Si cette visite à Cuba est exceptionnelle, celle en Haïti l'est tout autant. C'est la première visite de cette envergure effectuée par un président français dans cette ancienne colonie française — alors appelée Saint-Domingue — devenue indépendante en 1804. En février 2010, le président Nicolas Sarkozy s'était rendu en Haïti pour une visite éclair de quatre heures, après le tremblement de terre qui avait frappé l'île et fait 230 000 morts.

Avant ces deux déplacements historiques, François Hollande s'était rendu, en Martinique, samedi, pour appeler les leaders des pays riches à s'engager pour le climat, en préparation de la Conférence de l'ONU sur le changement climatique, qui aura lieu à Paris en décembre 2015.

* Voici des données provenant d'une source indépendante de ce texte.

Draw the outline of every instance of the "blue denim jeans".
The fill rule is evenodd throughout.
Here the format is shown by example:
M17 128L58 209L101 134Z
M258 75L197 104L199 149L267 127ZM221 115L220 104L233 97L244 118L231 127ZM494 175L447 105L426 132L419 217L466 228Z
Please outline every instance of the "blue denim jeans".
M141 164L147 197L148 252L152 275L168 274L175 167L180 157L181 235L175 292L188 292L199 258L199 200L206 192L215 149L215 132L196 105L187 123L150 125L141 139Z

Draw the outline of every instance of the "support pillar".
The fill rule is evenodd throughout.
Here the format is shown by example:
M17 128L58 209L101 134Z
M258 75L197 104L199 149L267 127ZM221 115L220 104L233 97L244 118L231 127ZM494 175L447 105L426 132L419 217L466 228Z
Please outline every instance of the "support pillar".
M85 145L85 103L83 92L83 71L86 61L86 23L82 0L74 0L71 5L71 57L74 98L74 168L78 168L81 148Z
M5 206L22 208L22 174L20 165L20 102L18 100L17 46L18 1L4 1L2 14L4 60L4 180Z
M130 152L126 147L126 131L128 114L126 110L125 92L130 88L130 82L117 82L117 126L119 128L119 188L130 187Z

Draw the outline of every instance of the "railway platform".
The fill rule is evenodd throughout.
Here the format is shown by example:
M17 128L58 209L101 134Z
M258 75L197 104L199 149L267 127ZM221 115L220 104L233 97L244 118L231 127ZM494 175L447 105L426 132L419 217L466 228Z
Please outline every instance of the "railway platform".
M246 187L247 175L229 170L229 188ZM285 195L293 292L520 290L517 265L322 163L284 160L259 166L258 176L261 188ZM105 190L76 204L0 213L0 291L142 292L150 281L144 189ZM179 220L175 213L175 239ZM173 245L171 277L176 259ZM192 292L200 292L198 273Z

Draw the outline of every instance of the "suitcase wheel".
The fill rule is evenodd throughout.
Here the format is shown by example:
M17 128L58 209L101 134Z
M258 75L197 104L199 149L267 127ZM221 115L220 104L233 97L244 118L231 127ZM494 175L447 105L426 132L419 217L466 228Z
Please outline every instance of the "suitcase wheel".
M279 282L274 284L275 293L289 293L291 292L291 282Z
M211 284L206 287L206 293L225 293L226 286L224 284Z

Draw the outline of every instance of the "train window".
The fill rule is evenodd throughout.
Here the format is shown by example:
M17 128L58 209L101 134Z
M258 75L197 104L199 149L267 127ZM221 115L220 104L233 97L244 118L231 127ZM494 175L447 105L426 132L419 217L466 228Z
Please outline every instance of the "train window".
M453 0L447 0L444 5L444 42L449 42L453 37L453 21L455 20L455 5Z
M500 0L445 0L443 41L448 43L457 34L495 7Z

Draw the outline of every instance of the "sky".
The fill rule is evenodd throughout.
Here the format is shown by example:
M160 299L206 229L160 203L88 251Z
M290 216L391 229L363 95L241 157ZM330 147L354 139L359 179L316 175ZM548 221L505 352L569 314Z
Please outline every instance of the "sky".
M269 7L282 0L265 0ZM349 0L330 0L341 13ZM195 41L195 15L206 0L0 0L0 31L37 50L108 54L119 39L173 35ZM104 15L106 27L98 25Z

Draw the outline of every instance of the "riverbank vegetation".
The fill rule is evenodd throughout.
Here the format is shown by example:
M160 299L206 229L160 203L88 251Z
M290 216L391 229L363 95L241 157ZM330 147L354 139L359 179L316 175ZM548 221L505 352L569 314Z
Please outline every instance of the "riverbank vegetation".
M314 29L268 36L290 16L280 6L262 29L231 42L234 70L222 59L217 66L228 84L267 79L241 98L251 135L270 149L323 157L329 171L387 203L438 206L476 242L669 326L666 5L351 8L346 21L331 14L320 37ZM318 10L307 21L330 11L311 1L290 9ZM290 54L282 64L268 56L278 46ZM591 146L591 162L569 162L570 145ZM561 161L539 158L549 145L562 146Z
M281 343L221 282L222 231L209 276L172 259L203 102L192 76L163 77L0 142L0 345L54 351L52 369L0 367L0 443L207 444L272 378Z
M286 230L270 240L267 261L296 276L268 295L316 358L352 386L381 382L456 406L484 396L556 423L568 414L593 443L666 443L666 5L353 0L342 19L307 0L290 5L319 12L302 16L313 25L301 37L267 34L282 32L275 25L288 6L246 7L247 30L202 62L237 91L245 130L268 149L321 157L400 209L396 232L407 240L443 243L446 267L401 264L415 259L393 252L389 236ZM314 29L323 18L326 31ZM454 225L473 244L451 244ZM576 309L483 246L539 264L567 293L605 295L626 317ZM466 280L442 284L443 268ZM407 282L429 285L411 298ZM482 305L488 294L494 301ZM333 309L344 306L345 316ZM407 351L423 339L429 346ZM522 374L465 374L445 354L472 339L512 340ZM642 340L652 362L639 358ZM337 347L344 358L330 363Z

Il s'est également rendu, dimanche, en Guadeloupe, à Pointe-à-Pitre, où il a inauguré le Mémorial ACTe, le plus grand mémorial dédié à l'esclavage. Dans son discours d'inauguration, le président français a évoqué la décolonisation et notamment la « dette » contractée par Haïti envers la France, à la suite de son indépendance de 1804. François Hollande a alors déclaré : « Quand je viendrai à Haïti, j'acquitterai à mon tour la dette que nous avons. »

Après cette déclaration, l'ambiguïté de cette formulation a eu beaucoup d'écho sur les réseaux sociaux sur lesquels comme dans certains médias on a pensé que le président français parlait là d'un remboursement financier de la dette de 90 millions de francs or payés par Haïti à la France entre 1825 et 1883. Cet équivalent a été évalué en 2010 à 17 milliards d'euros par un groupe d'intellectuels composé entre autres de Noam Chomsky, Eva Joly ou Etienne Balibar. Le collectif avait, à l'époque, appelé dans une lettre ouverte Nicolas Sarkozy, alors président de la République, à rembourser cette somme à Haïti pour compenser les 90 millions de francs or payés par l'ancienne colonie. Ces 17 milliards ont, depuis, été considérés par de nombreux médias et commentateurs comme l'équivalent actuel de ce que l'on appelle la « dette de l'indépendance ».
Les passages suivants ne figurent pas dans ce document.